On July 16, 1969, Neil Armstrong, Buzz Aldrin and Michael Collins were launched from Cape Kennedy atop a Saturn V rocket. This command module, no. 107, manufactured by North American Rockwell, was one of three parts (the command module, the service module and the lunar module) of the complete Apollo spacecraft.
The Apollo 11 command module Columbia served as the living quarters for the three-person crew during most of the first manned lunar-landing mission in July 1969.
Collins remained in Columbia, orbiting the moon while Armstrong and Aldrin landed on the lunar surface in the lunar module Eagle.
Following their historic sojourn at Tranquility Base, Armstrong and Aldrin returned in the lunar module ascent stage to rendezvous and dock in lunar orbit with Columbia. The three astronauts returned to Earth in Columbia.
Once freed of the service module, protected by Columbia’s heatshield, the command module entered the Earth’s atmosphere. It used friction, and then two sets of parachutes, to land safely in the Pacific Ocean.

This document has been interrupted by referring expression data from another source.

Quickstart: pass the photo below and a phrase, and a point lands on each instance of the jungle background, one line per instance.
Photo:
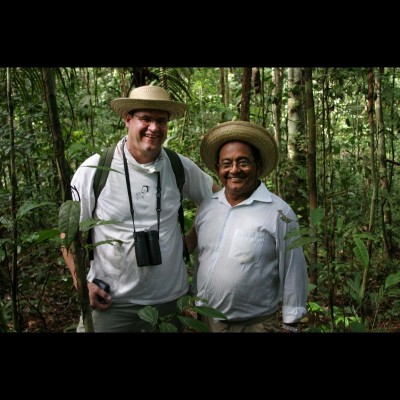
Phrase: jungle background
(338, 136)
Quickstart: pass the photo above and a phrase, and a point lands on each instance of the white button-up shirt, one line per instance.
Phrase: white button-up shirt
(244, 267)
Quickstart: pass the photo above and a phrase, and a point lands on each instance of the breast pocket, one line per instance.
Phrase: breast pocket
(246, 247)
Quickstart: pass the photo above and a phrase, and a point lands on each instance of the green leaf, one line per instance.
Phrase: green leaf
(302, 242)
(103, 168)
(316, 215)
(68, 221)
(356, 326)
(167, 327)
(193, 323)
(29, 206)
(89, 223)
(209, 312)
(361, 252)
(392, 279)
(149, 314)
(47, 234)
(183, 302)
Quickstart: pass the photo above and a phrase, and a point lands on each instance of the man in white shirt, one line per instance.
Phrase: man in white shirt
(245, 265)
(139, 159)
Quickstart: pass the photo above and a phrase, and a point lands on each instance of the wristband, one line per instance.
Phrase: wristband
(290, 328)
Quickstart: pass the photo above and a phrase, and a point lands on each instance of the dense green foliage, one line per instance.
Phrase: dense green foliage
(350, 252)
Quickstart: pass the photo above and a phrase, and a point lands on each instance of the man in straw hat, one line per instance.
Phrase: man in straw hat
(144, 266)
(245, 265)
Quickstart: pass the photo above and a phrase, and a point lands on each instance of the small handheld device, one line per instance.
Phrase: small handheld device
(102, 285)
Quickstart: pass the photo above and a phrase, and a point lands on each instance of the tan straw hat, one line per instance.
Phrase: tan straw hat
(151, 98)
(243, 131)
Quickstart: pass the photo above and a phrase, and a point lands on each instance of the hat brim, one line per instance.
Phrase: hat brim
(122, 106)
(242, 131)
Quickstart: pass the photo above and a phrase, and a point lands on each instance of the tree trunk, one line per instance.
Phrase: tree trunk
(222, 85)
(245, 100)
(374, 184)
(64, 171)
(311, 169)
(13, 176)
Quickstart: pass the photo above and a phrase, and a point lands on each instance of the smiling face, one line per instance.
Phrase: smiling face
(238, 171)
(147, 131)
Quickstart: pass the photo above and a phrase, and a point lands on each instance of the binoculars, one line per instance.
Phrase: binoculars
(147, 248)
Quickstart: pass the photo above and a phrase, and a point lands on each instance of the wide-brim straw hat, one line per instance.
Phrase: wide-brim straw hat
(243, 131)
(150, 98)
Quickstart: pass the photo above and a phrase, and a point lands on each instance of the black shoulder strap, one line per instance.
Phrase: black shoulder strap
(101, 175)
(99, 182)
(180, 181)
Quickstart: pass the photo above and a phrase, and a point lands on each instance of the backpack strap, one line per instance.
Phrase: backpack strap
(101, 175)
(179, 173)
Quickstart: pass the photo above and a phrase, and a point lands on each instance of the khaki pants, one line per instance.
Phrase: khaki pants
(270, 323)
(125, 318)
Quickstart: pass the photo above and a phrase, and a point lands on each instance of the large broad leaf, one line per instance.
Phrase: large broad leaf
(209, 312)
(361, 252)
(149, 314)
(392, 279)
(194, 324)
(183, 302)
(90, 223)
(316, 215)
(68, 221)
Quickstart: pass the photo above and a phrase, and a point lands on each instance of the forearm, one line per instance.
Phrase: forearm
(191, 239)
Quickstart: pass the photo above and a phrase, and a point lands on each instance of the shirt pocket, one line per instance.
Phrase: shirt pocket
(246, 247)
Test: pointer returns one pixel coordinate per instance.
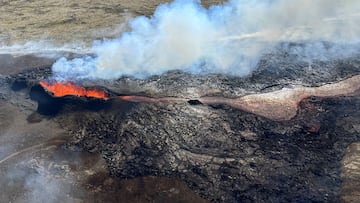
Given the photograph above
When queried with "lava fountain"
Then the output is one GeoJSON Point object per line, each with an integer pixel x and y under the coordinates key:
{"type": "Point", "coordinates": [60, 89]}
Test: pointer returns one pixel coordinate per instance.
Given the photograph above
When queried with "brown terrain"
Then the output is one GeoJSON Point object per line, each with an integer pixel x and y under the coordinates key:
{"type": "Point", "coordinates": [39, 161]}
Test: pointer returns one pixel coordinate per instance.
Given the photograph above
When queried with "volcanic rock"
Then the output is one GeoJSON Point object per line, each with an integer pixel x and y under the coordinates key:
{"type": "Point", "coordinates": [224, 154]}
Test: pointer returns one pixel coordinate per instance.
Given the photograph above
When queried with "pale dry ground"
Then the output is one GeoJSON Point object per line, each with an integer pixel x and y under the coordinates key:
{"type": "Point", "coordinates": [67, 21]}
{"type": "Point", "coordinates": [277, 105]}
{"type": "Point", "coordinates": [283, 104]}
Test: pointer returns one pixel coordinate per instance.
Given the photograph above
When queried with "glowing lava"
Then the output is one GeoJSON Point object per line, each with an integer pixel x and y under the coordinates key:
{"type": "Point", "coordinates": [68, 88]}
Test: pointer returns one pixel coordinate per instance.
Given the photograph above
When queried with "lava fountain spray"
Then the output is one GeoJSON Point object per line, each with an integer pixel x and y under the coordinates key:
{"type": "Point", "coordinates": [227, 38]}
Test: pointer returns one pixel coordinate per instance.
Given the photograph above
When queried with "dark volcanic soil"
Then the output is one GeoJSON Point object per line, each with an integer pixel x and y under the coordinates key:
{"type": "Point", "coordinates": [221, 153]}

Met in the ocean by the Navy recovery team, the astronauts and Columbia were transferred to the aircraft carrier USS Hornet.

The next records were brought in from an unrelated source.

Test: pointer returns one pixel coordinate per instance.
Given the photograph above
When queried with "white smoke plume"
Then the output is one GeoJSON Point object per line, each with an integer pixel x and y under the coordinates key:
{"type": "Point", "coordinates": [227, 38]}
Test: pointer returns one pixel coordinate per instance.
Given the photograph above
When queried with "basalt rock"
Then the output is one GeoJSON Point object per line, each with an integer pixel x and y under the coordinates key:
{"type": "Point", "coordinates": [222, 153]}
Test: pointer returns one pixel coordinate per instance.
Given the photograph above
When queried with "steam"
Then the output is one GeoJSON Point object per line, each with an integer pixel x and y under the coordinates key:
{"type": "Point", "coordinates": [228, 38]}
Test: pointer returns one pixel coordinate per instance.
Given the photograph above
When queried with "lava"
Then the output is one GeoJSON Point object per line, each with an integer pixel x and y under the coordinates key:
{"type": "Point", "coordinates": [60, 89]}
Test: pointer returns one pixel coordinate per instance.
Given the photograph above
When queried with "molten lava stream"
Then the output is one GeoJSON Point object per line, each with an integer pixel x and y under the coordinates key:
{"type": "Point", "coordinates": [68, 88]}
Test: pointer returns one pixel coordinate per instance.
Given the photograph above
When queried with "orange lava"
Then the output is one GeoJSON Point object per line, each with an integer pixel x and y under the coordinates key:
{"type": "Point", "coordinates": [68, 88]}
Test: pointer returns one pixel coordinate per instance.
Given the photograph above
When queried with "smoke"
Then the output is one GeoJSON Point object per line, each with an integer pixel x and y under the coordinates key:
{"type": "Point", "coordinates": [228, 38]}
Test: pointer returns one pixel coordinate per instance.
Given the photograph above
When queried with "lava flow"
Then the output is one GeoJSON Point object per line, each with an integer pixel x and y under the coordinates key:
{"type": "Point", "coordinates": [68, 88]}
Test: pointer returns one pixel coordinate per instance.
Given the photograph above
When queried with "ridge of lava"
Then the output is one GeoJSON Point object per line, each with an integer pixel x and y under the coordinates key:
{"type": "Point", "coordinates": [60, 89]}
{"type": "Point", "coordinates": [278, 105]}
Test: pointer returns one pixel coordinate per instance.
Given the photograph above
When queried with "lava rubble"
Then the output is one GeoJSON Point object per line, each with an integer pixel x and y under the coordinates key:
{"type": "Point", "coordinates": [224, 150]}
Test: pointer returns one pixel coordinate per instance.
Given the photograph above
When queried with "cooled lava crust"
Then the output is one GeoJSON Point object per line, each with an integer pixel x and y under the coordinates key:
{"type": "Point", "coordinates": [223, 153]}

Columbia arrived at the Smithsonian in 1971 following a NASA-sponsored tour of American cities. It was first displayed in the Smithsonian’s Arts and Industries Building, then went on permanent display in the National Air and Space Museum when the building was completed in 1976. In December 2016, it was moved to the museum’s Steven F. Udvar-Hazy Center for conservation before a two-year, national tour this year.
The command module weighs just over 9,000 pounds.
The National Air and Space Museum Collection includes 455 additional items that were found in Columbia when it returned to Earth.